DIRECTIONS: Please answer the following questions on a separate piece of paper. Include your name and CIN number on your homework assignment. Students are welcome to work in groups to complete homework assignments. However, each student must submit his/her own answers to receive credit. SHOW ALL OF YOUR WORK!

All of the following questions are in relation to the following journal article which is available on Moodle: Parr CL, Magnus MC, Karlstad O, Holvik K, Lund-Blix NA, Jaugen M, et al. Vitamin A and D intake in pregnancy, infant supplementation and asthma development: the Norwegian Mother and Child Cohort. Am J Clin Nutr 2018;107:789-798.

QUESTIONS:

1. Create a 2X2 table to compare the risk of asthma among infants supplemented with cod liver oil SOMETIMES to NEVER supplementing infants with cod liver oil.

2. Calculate the risk of asthma among infants supplemented with sometimes with cod liver oil and calculate the risk of asthma among infants never supplemented with cod liver oil.

3. Calculate the unadjusted relative risk comparing the risk of asthma for infants supplemented with cod liver oil sometimes to infants never supplemented with cod liver oil.

4. Calculate the 95% confidence interval associated with the unadjusted RR that you calculated in #3.

a. What is the formula for the lower limit?

b. Calculate the ln(RR).

c. Calculate the standard error of the ln(RR)

d. Calculate the lower limit of the 95% CI.

e. What is the formula for the upper limit?

f. Calculate the upper limit of the 95% CI.
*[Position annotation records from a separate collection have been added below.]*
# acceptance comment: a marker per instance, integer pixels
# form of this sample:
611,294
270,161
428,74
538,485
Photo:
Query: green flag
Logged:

5. Present the unadjusted RR and 95% CI and state the meaning of the 95% CI.

6. Based on the 95% CI, is the unadjusted RR statistically significant? How do you know?

7. Sketch the p-value function for the point estimate and 95% CI that you calculated.

8. If you had calculated a 90% CI, would it be wider or more narrow than the 95% CI that you calculated?